Five of the eight rookies in Sunday's Indianapolis 500 field will be using Honda power, as the manufacturer leads the way in providing opportunities for the next generation of racing stars to achieve their dreams of competing at the fabled Brickyard.
On Sunday, Bryan Clauson, Wade Cunningham, James Jakes, Josef Newgarden and Simon Pagenaud will all make their first Indy starts in the 96th running of the Indianapolis 500, the largest contingent of rookies for any manufacturer in this year's race.
Three of the Honda-powered rookies and one driver making his second "500" start are products of the INDYCAR ladder system, while an additional rookie and four veteran Honda drivers in this year's race are previous graduates of either the Formula Atlantic or Indy Lights development series.
"Honda has long believed in providing platforms for developing future stars of the sport," said Marc Sours, General Manager, Honda Performance Development (HPD). "It's rewarding to see that so many talented rookies in this year's field are driving for Honda teams. Our goal is to see additional drivers, now just starting out in Formula F and other Honda-supported classes, achieve their Indy dreams in future years."
Sarah Fisher Hartman Racing is fielding a pair of rookies and INDYCAR ladder graduates: 2011 Indy Lights Champion Josef Newgarden and USAC National Champion Bryan Clauson. Wade Cunningham, a former Indy Lights champion and three-time Indy Lights winner at Indianapolis, will make his "500" debut on Sunday with A.J. Foyt Racing.
Indy rookie Simon Pagenaud and veteran Graham Rahal are both graduates of Formula Atlantic, where both won races and finished 1-2 in the 2006 championship, Pagenaud winning the title after a year-long battle with Rahal.

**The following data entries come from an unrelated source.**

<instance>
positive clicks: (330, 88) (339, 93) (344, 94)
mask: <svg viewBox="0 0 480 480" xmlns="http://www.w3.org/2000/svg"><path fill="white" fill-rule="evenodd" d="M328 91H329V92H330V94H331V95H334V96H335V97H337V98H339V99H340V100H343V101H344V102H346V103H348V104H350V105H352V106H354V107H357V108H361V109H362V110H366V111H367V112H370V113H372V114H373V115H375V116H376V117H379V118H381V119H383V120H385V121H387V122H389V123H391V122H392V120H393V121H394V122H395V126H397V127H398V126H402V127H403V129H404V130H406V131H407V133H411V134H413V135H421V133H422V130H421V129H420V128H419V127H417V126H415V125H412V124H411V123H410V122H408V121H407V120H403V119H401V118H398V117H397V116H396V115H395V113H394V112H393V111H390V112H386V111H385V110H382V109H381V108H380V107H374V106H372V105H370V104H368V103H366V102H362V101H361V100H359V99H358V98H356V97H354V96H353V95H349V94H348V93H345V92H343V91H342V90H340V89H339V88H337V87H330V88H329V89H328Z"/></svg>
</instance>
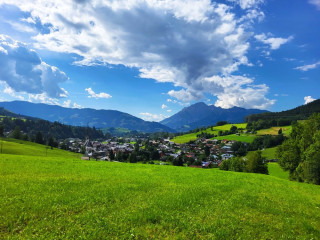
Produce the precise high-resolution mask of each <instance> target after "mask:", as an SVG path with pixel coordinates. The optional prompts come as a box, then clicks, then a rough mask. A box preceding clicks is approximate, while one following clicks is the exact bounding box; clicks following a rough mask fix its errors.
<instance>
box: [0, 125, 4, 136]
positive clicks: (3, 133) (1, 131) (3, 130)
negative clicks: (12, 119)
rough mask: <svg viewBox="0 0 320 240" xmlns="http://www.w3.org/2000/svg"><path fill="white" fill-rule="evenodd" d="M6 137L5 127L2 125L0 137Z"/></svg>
mask: <svg viewBox="0 0 320 240" xmlns="http://www.w3.org/2000/svg"><path fill="white" fill-rule="evenodd" d="M3 136H4V126H3V125H0V137H3Z"/></svg>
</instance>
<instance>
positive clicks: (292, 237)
mask: <svg viewBox="0 0 320 240" xmlns="http://www.w3.org/2000/svg"><path fill="white" fill-rule="evenodd" d="M6 144H7V148H8V153H9V152H10V151H9V149H10V148H11V152H12V153H13V154H0V239H319V236H320V211H319V208H320V187H319V186H316V185H310V184H302V183H298V182H290V181H288V180H284V179H281V178H279V177H274V176H267V175H260V174H247V173H235V172H225V171H220V170H218V169H207V170H205V169H194V168H186V167H173V166H159V165H148V164H147V165H145V164H126V163H112V162H96V161H83V160H80V159H79V157H78V155H75V154H71V153H67V152H64V151H62V150H53V154H52V155H50V156H49V155H48V157H45V156H44V155H41V154H42V151H43V146H39V145H36V144H28V145H25V144H20V143H14V142H11V144H12V145H9V143H6ZM9 146H11V147H9ZM26 147H27V149H28V150H26ZM37 150H38V151H37ZM31 151H33V152H34V154H35V155H34V156H33V155H32V152H31ZM40 152H41V154H40ZM19 153H22V154H25V153H28V154H26V155H20V154H19ZM63 153H64V154H65V155H64V156H63Z"/></svg>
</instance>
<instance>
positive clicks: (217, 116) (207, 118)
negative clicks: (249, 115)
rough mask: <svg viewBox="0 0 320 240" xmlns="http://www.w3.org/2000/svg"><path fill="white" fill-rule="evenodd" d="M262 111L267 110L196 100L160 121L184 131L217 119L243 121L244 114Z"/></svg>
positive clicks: (172, 126) (196, 127)
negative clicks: (181, 109) (207, 104)
mask: <svg viewBox="0 0 320 240" xmlns="http://www.w3.org/2000/svg"><path fill="white" fill-rule="evenodd" d="M263 112H267V111H266V110H260V109H245V108H240V107H232V108H229V109H224V108H221V107H216V106H214V105H207V104H205V103H204V102H198V103H195V104H193V105H191V106H189V107H185V108H183V109H182V110H181V111H180V112H178V113H176V114H174V115H172V116H171V117H169V118H166V119H164V120H162V121H160V123H162V124H164V125H166V126H168V127H170V128H173V129H175V130H177V131H182V132H185V131H189V130H191V129H194V128H197V127H202V126H205V127H206V126H210V125H215V124H216V123H217V122H218V121H228V122H231V123H240V122H244V120H245V117H246V116H248V115H251V114H254V113H263Z"/></svg>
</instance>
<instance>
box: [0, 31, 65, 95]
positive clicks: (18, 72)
mask: <svg viewBox="0 0 320 240" xmlns="http://www.w3.org/2000/svg"><path fill="white" fill-rule="evenodd" d="M0 66H1V67H0V81H4V82H6V84H7V85H8V86H9V87H10V88H11V89H12V90H13V91H15V92H25V93H30V94H46V95H48V96H49V97H51V98H61V97H65V96H66V94H67V93H66V91H65V90H64V89H62V88H61V87H59V83H63V82H65V81H67V80H68V77H67V76H66V74H65V73H64V72H62V71H60V70H59V69H58V68H56V67H54V66H50V65H48V64H46V63H45V62H43V61H42V60H41V59H40V57H39V56H38V54H37V53H36V52H35V51H34V50H32V49H30V48H29V47H28V46H27V45H26V44H24V43H22V42H19V41H15V40H13V39H11V38H10V37H8V36H6V35H0Z"/></svg>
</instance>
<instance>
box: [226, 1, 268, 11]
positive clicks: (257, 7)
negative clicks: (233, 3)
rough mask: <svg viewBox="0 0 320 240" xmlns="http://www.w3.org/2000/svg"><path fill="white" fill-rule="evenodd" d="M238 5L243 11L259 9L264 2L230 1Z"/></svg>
mask: <svg viewBox="0 0 320 240" xmlns="http://www.w3.org/2000/svg"><path fill="white" fill-rule="evenodd" d="M228 1H229V2H234V3H236V4H238V5H239V6H240V7H241V8H242V9H248V8H258V7H259V5H260V4H262V3H264V0H228Z"/></svg>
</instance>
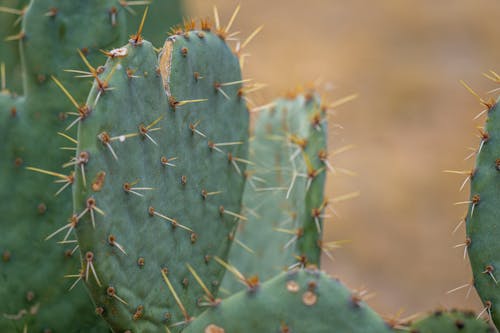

Now, they are rivals for racing's greatest prize, with Rahal driving for Service Central Chip Ganassi Racing and Pagenaud leading the Schmidt Hamilton Racing effort.
Bryan Herta Autosport's Alex Tagliani is another graduate of the Atlantic series, where he starred from 1996-99. Charlie Kimball was an Indy Lights front-runner in 2009-2010 before moving up to IndyCars with Novo Nordisk Chip Ganassi Racing; and Townsend Bell won the Indy Lights championship in 2001.
In 2009, Honda Performance Development (HPD), the racing arm for American Honda, announced the formation of its grass roots motorsports initiative, and today the company supplies engines and technical support to racers competing in a wide variety of entry-level and intermediate racing categories, including Quarter Midget, Karting, Formula F and Formula Atlantic.
Examples of all four Honda-powered ladder categories - a Quarter Midget using the Honda GX160 engine; a Honda CR125-powered kart; a Formula F using the Honda L15A; and HPD's newest ladder series offering, a Honda K20-powered Formula Atlantic - are all on display this weekend at the IndyCar Fan Village, located adjacent to the Indianapolis Motor Speedway Museum.
Honda has been a fixture in North American open-wheel racing since 1994, and has played an active role in the growth of the IZOD IndyCar Series - as both a Manufacturers' Championship competitor and single engine supplier - since joining the series in 2003.
The company scored its first Indianapolis 500 victory in 2004 with Buddy Rice; Manufacturers' Championships in 2004 and '05; and became engine supplier to the entire IZOD IndyCar Series in 2006. Honda supplied racing engines to the full, 33-car Indianapolis 500 field every year from 2006-2011, and for a record-six consecutive years, the '500' ran without a single engine failure. The 2010 Indianapolis 500, won by Dario Franchitti, marked Honda's 100th race win as a manufacturer and engine supplier in IZOD IndyCar Series competition.
Founded in 1993, HPD is the technical operations center for high-performance Honda racing cars and engines and operates at race circuits around the world from its headquarters in Santa Clarita, California.
In addition to its efforts in Indy car racing, HPD spearheaded championship-winning efforts in the 2009-2010 American Le Mans Series, 2010 Le Mans Series and the 2010 24 Hours of Le Mans. HPD offers a line of race engines for track applications from prototype sports cars to karting; and showcases 'fun products' for professional, amateur and entry-level efforts.